Reputation: 16339
Getting permission denied error while executing shell command from ruby console. And the same shell command is working from shell.
From Shell..
tests@tests-workstation:~$ "`grep '^datadir=' /etc/mysql/my.cnf | cut -f 2 -d '='`/db_backups"
bash: /db_backups: is a directory
tests@tests-workstation:~$
From ruby console..
>> %x["`grep '^datadir=' /etc/mysql/my.cnf | cut -f 2 -d '='`/db_backups"]
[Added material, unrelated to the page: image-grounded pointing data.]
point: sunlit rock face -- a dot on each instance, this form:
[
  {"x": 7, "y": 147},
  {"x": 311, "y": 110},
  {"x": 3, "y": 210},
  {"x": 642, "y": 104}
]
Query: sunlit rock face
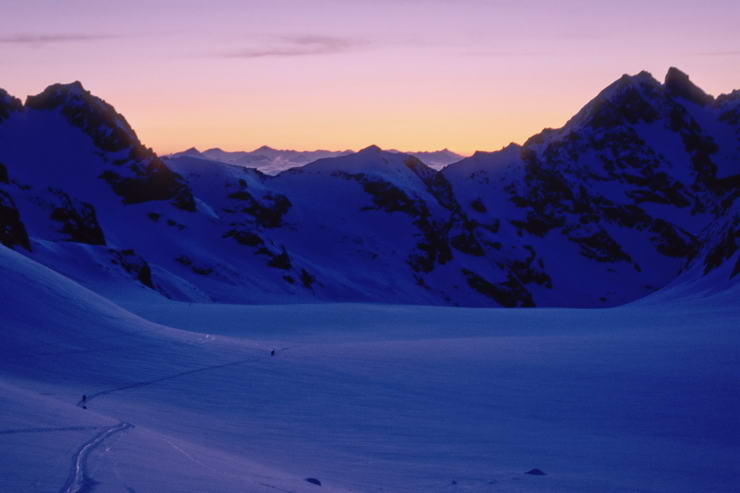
[{"x": 638, "y": 189}]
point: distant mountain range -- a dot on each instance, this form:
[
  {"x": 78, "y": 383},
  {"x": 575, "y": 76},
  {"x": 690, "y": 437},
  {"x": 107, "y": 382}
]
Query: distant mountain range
[
  {"x": 639, "y": 191},
  {"x": 272, "y": 161}
]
sh: /db_backups: Permission denied
=> ""
Any Idea !
Upvotes: 1
Views: 1257
Reputation: 25599
It looks like you just want to get field 2 from the file. Then just do it in Ruby using split
File.open("file").each do |line|
if line[/^datadir/]
print line.split("=",2)[0]
end
end
There is no need to specifically shell out to call grep
. This is inefficient and non-portable
Upvotes: 0
Reputation: 434635
You're trying to execute a directory and the shells are saying no; bash says no by saying "/db_backups: is a directory" whereas sh
says "/db_backups: Permission denied". If you just execute the backedticked part:
grep '^datadir=' /etc/mysql/my.cnf | cut -f 2 -d '='
You'll almost certainly see no output at all and the reason is probably that your regular expression is too tight, something like this:
grep '^[ ]*datadir[ ]*=' /etc/mysql/my.cnf | cut -f2 -d'='
Would serve you better; the character classes contain a space and a tab.
Now that you're looking for the right things we can move on to why it still won't work. The %x[]
quoter tries to execute its argument using the shell. When you feed the backticked grep stuff:
`grep '^[ ]*datadir[ ]*=' /etc/mysql/my.cnf | cut -f2 -d'='`/db_backups
to the shell, you should get a directory name that ends with /db_backups
but you can't execute a directory. I think you want this to produce the directory name:
d = %x[echo `grep '^[ ]*datadir[ ]*=' /etc/mysql/my.cnf | cut -f2 -d'='`/db_backups].strip
Note the leading echo
and the .strip
call on the returned string. The .strip
is necessary to remove the newline from what echo
produces.
I think you're going through a lot of trouble for something that could easily be done with just a couple lines of Ruby:
dir = nil
File.open('/etc/mysql/my.cnf').each do |line|
if(m = line.match(/^\s*datadir\s*=\s*(\S+)/))
dir = m[1] + '/db_backups'
break
end
end
You could probably tighten that up a bit if you wanted but I think that that's at least less confusing than putting shell backticks inside Ruby backticks.